Depois do gol do Grêmio, o Bahia sentiu muito, o adversário se postou melhor em campo anulando as arrancadas de Élber e o Tricolor ficou perdido em campo. Destaco que mais uma vez, Rodriguinho foi escalado muito próximo de Gilberto, reitero o que falo desde a época de Roger, encaixotado entre os zagueiros e de costas para o gol, o futebol dele cai muito, ele precisa vim mais de trás, de frente para o lance e para o gol. Em suma, Rodriguinho precisa jogar na faixa de campo que Élber vem atuando. Talvez, a necessidade de ajudar na marcação pelos lados, leve aos treinadores escalarem Élber mais recuado e Rodriguinho mais à frente.

 

Sem a bola, e com o Grêmio mais atuante no ataque, a debilidade defensiva do Bahia ficou escancarada, eles tiveram chances de fazer mais uns dois gols e saírem de campo no intervalo com uma vantagem maior. Na volta para o segundo tempo, Prates caiu na armadilha que detona 8 em cada 10 treinadores, achar que a entrada de um atacante no lugar de um volante ia melhorar o time. Não vai, isto é básico, o Bahia perdia o jogo no meio-campo, era ali que precisava de reforço, o Bahia precisava retomar o controle do meio, não colocar mais um atacante isolado em uma das pontas sem ter quem levar a bola até lá. Entendo que ele tinha duas opções melhores, manter Édson e Gregore e reposicionar os dois em campo; ou tirar um dos dois e colocar um dos segundos volantes que estavam no banco, entendo que assim, poderíamos voltar a equilibrar a briga no meio e tentar algo no jogo.

 

Eles ficavam com a bola, mas num lance recuperado por Rossi, Gilberto teve mais uma chance e mais uma vez Vanderlei levou a melhor. Não demorou para o Bahia pagar o preço do buraco deixado na entrada da sua área, Ewerton recebeu livre, invadiu e tocou para Darlan fazer o segundo deles e praticamente bater o último prego em nosso caixão.

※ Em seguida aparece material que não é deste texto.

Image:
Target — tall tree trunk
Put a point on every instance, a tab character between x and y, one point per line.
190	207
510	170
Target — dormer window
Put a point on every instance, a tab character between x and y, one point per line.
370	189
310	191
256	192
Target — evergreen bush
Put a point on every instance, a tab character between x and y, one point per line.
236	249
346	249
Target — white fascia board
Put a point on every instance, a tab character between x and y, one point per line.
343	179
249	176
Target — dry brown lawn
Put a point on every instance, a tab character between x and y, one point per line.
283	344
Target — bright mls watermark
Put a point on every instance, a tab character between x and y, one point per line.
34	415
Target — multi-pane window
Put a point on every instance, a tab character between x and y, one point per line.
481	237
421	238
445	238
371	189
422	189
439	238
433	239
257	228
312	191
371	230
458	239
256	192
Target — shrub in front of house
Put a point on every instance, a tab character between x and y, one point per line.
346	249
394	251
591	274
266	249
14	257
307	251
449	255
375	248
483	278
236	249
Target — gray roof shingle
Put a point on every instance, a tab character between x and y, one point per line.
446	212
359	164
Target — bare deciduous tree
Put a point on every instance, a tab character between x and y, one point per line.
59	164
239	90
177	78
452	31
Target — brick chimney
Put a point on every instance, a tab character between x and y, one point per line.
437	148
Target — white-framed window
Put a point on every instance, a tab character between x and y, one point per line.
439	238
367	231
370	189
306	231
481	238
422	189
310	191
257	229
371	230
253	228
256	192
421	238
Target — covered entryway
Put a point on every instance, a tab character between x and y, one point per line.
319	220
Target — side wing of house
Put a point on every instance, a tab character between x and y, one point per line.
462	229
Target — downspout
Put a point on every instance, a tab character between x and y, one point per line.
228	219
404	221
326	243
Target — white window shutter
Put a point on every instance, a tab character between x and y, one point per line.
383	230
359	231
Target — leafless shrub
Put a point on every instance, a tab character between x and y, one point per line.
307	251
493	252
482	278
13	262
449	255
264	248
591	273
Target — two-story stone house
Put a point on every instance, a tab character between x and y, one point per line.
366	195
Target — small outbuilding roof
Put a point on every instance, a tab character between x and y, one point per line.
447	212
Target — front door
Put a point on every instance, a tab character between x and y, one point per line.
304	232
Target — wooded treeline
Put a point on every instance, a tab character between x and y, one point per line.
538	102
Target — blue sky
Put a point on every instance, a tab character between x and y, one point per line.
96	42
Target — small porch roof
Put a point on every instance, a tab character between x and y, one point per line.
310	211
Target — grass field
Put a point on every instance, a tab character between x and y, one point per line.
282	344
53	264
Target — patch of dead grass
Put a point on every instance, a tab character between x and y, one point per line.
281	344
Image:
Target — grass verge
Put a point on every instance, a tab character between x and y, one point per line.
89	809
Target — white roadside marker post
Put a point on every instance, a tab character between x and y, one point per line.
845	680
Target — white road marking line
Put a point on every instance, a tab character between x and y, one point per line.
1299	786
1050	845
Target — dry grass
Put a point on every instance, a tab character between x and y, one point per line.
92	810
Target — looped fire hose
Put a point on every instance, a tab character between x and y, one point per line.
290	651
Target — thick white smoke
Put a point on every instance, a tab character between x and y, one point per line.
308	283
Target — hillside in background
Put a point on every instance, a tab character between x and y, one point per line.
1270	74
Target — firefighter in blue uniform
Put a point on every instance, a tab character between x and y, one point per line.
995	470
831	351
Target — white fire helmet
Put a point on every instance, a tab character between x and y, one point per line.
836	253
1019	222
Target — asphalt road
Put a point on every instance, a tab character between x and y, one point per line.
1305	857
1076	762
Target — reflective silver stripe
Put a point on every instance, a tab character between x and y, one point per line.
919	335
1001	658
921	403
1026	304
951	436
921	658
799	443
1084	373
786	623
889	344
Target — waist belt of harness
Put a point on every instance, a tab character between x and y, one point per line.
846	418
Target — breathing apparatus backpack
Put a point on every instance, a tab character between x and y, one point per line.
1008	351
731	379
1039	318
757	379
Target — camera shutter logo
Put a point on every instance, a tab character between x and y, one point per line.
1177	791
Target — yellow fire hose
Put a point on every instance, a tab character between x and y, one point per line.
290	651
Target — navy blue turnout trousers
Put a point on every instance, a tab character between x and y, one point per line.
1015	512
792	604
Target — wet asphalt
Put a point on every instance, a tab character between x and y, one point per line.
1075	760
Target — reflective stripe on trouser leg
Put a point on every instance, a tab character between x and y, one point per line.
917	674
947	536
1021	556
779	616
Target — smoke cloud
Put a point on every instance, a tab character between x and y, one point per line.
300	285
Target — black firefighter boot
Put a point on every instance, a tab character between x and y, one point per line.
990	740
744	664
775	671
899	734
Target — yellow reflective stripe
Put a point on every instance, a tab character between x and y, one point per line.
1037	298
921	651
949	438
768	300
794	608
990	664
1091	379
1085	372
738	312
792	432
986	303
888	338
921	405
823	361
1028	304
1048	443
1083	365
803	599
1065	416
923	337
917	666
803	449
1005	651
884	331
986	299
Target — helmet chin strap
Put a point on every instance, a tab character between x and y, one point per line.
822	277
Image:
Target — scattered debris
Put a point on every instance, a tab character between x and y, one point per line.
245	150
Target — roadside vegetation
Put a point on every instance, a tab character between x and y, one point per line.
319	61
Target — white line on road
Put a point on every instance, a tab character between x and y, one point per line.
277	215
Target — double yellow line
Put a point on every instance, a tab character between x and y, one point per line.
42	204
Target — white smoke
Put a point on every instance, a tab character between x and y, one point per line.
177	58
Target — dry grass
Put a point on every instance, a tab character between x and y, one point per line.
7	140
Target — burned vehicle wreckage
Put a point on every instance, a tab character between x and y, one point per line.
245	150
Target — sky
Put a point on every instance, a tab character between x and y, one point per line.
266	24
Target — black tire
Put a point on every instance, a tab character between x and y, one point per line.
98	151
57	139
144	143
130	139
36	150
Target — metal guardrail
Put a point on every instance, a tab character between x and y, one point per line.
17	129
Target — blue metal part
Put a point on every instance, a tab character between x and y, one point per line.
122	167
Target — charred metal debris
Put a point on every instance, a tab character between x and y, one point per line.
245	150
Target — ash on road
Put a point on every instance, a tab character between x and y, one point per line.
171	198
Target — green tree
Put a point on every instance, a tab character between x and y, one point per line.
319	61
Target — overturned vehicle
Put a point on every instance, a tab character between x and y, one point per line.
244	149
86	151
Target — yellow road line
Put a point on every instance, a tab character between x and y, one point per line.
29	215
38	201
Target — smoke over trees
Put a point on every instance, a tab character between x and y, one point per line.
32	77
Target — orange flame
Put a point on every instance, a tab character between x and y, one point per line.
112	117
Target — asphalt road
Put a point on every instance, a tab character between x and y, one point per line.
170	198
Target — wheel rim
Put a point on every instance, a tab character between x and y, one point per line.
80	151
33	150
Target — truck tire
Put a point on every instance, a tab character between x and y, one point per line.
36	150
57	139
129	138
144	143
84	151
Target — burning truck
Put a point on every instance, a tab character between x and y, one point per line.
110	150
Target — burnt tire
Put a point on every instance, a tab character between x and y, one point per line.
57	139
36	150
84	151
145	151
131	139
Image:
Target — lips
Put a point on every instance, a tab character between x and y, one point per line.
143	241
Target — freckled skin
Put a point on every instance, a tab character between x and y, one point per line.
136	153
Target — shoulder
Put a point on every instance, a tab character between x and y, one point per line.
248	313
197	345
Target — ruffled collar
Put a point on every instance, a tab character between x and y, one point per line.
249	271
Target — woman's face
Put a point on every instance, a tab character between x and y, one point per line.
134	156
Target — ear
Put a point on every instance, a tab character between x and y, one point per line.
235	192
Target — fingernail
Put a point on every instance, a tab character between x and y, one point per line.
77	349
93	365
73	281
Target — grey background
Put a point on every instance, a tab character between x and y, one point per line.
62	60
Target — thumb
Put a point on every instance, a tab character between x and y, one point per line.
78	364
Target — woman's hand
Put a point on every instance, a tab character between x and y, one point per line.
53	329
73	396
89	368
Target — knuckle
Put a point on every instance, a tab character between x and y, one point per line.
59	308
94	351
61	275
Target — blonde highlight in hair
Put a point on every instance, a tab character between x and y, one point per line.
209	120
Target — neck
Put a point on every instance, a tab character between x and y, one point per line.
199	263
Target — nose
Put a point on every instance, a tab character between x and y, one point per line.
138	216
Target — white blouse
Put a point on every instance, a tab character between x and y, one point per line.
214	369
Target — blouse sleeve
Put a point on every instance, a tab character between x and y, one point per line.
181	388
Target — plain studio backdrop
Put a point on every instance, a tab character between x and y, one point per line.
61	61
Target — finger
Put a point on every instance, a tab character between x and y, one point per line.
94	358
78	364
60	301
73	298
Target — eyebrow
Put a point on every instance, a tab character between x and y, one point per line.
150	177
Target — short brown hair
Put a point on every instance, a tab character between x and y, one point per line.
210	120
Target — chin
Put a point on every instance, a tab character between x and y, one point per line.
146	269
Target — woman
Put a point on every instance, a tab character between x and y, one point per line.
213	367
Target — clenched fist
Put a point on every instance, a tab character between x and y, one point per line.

Daí para frente, a cada substituição de Prates, o Bahia se desconfigurava mais em campo e aos poucos ia voltando a ser o time de baba que nos caracterizou na fase final da passagem de Roger. Nem mesmo a expulsão de Mateusinho provocada por Élber deu ânimo à equipe tricolor. Rodriguinho ainda achou um chute fantástico de canhota, mas a bola explodiu na trave.


O final do jogo foi melancólico para o Bahia, o Grêmio, literalmente falando, nos colocou na roda, tocava de um lado para o outro, enquanto nossos jogadores corriam atrás da bola, cena patética para nossa apaixonada torcida. Mas, patético do que isto só a atitude covarde de Gregore que entrou de sola propositalmente no joelho do adversário. Enfim, não esperava que Gregore, um ídolo da torcida e desejo de vários times, tivesse um final tão melancólico no Bahia, só me resta lembrar Bel, foi bom, valeu, ADEUS.


Domingo, começamos uma nova vida com técnico recém chegado. Mano era minha escolha e tenho certeza que com ele e com os reforços que devem chegar, o Bahia voltará a mostrar um belo futebol e voltar para a briga pela primeira página da tabela. Triste, chateado, mas jamais entregue, BBMP SEMPRE.